Connect to a gpu node. We are using the RTX GPU, which is a single-precision, consumer-type GPU. There are fancier ones on the cluster but they are running a different version of CUDA. If you are using tensorflow, you can use these other nodes, but I won’t talk about that here.
Notice that I activate the virtual environment that has pytorch in it.
$ srun -p gpu_rtx --gres=gpu:1 --pty bash srun: job 3236057 queued and waiting for resources srun: job 3236057 has been allocated resources (base) [jet08013@gpu01 ~]$ conda activate torch (torch) [jet08013@gpu01 ~]$
Load CUDA (you can put this in your startup file if you want).
$ module load cuda/10.1
Check to see that torch is A-OK.
(torch) [jet08013@gpu01 ~]$ python Python 3.8.1 (default, Jan 8 2020, 22:29:32) [GCC 7.3.0] :: Anaconda, Inc. on linux Type "help", "copyright", "credits" or "license" for more information. >>> import torch >>> print(torch.cuda.is_available()) True
To run jupyter, you first start jupyter lab on the cluster, and then create an ssh “tunnel” to it so you can use your web browser. On the cluster:
(torch) [jet08013@gpu01 ~]$ jupyter lab --no-browser --port=8888 --ip=$(hostname)
Take note of this line at the end of the output:
Or copy and paste one of these URLs: http://localhost:8888/?token=f91e33313658760ab931e5220642ee18384f3bf168be745f or http://127.0.0.1:8888/?token=f91e33313658760ab931e5220642ee18384f3bf168be745f
Also note in the prompt on the cluster which gpu node you are assigned to:
(torch) [jet08013@gpu01 ~]$ hostname gpu01
Keep your terminal window on the cluster open, and go back to your laptop and open an ssh tunnel:
(laptop)$ ssh -NL localhost:8888:gpu01:8888 firstname.lastname@example.org
where you replace gpu01 with whatever output you got from step 10 for the gpu node name. Keep this window open to maintain the connection.

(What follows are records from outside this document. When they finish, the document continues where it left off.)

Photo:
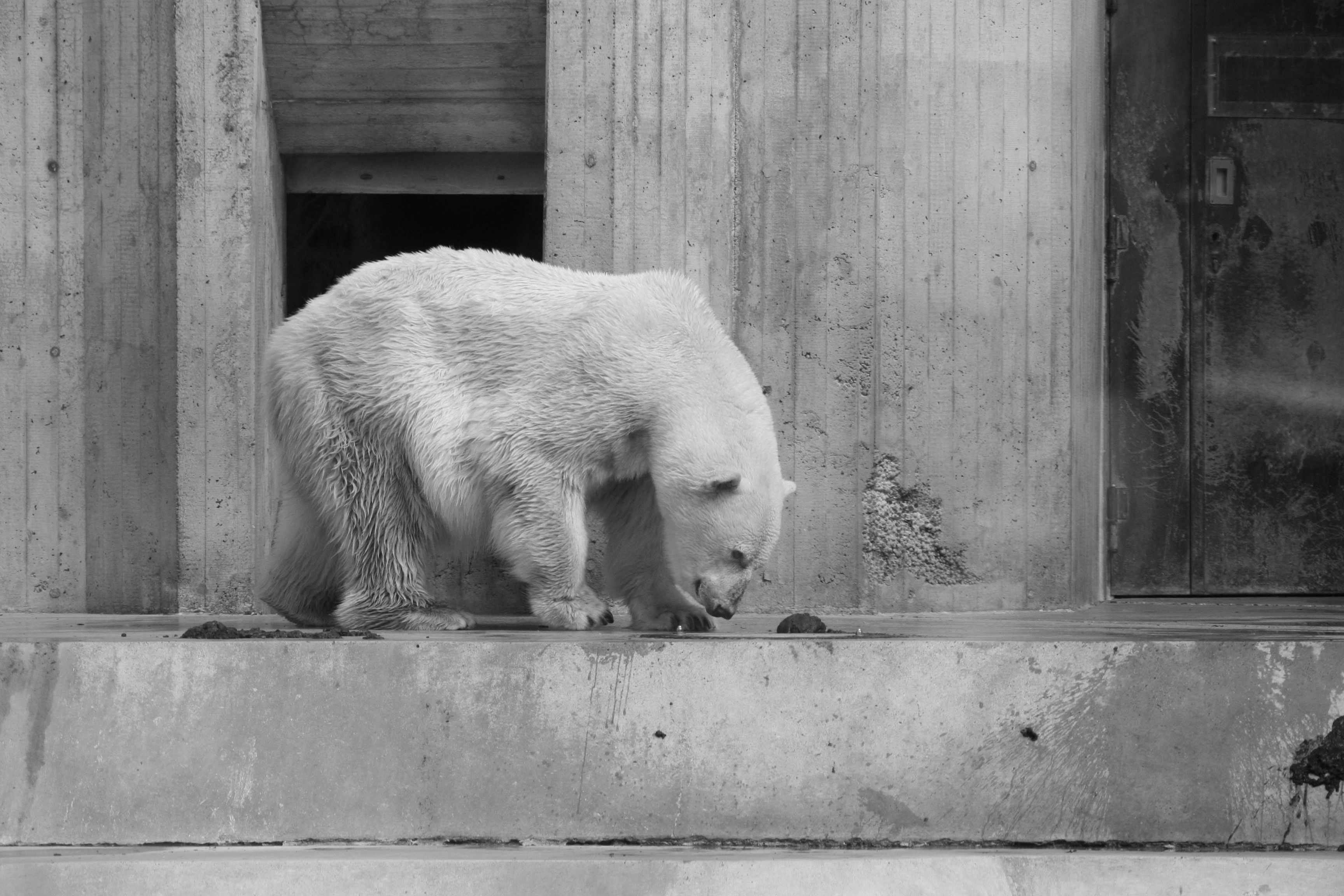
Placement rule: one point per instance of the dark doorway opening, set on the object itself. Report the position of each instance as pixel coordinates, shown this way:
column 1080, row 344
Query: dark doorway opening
column 328, row 236
column 1226, row 320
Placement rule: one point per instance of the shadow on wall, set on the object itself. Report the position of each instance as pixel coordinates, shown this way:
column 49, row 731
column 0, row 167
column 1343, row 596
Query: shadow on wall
column 331, row 234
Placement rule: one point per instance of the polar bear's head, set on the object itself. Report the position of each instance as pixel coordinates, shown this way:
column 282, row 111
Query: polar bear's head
column 721, row 496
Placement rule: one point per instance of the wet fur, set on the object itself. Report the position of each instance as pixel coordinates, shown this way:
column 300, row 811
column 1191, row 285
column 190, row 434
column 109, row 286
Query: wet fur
column 478, row 401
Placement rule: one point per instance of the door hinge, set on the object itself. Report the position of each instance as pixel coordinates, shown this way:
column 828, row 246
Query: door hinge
column 1117, row 241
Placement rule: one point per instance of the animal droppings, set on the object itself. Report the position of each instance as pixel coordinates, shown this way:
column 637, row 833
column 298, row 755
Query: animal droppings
column 803, row 624
column 215, row 630
column 902, row 530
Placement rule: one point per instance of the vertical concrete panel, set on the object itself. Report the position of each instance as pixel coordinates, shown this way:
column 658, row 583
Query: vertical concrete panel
column 898, row 190
column 764, row 305
column 1087, row 343
column 130, row 308
column 42, row 285
column 229, row 288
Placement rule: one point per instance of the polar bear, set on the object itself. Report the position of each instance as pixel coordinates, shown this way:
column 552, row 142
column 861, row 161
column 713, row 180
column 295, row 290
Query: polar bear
column 475, row 401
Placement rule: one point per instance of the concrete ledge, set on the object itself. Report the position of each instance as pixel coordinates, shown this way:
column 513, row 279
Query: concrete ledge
column 808, row 739
column 435, row 870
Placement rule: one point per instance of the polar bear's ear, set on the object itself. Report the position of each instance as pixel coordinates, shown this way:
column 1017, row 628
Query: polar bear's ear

Finally, paste one of the URL’s you took note of into your web browser and hopefully a window will open on your browser connected to the cluster.
To quit, you can quite from the window on your browser and close down the windows with the ssh tunnel and the cluster.
Note: There are many ways to simplify this process. If you find yourself using it and want to streamline it, talk to me.